Another unborn child.

Another innocent life to destroy.

His breath shuddered out of him. He wasn’t meant to be a father, or a husband. Husbands and fathers were supposed to protect the people close to them and Ramon had already failed that test on a spectacular scale. He kept people, his family included, at arm’s length for a good reason: to protect them from himself.

He swallowed hard and straightened, a grim sense of determination rising in him, pushing through the turmoil, calming both his thoughts and his breathing. It was the same determination that had seen him do his family and friends a favour by walking away from them twelve years ago, except this time Ramon wouldn’t be walking away. How could he? He’d been presented with an opportunity to protect his unborn child—an opportunity he’d been denied all those years ago. He’d barely processed Emily’s revelation, but he had enough clarity of mind to recognise that he was being given a rare second chance. A chance to do something right...this time.

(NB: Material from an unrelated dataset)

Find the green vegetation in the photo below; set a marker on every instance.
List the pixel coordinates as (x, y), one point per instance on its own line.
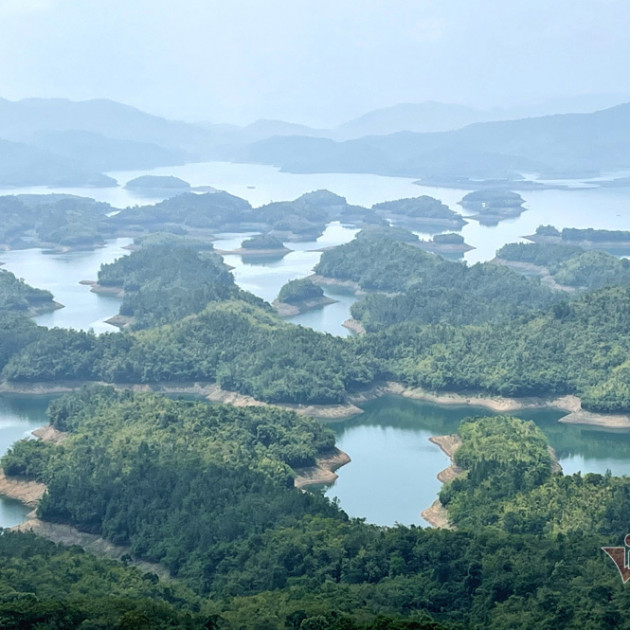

He pulled out his phone, called Marsha and told her Emily had the flu and wouldn’t be back for at least two days.

When he re-entered the flat she was sitting on one end of the cream sofa where he’d left her. Her hands were clasped on her knees, her grey eyes big and unblinking. They grew even larger when she saw him as though, in spite of his assurances, she hadn’t truly believed until that moment that he’d return. That she’d assumed he would desert her filled him with too many emotions to examine. He removed his suit jacket and draped it over the back of an armchair.

‘It’s yours,’ she said.

He turned to her. ‘Pardon?’

‘The baby.’ Her fingers fiddled with the pearl around her neck. ‘It’s yours.’

He sat beside her, clasped her chin and forced her gaze up when she tried to look away. ‘I know.’

Her tongue came out to moisten her lips in a nervous gesture that he shouldn’t have found arousing in the circumstances—but he had lain in bed and thought about those lips on many nights during the past six weeks of self-imposed celibacy, and they were just as lush and pretty as he remembered.

He dropped his hand. ‘I’m sorry, Emily.’

‘What for?’

‘For the way I behaved in Paris. I wanted another night with you. When you refused, I didn’t like it,’ he confessed. ‘I was out of order.’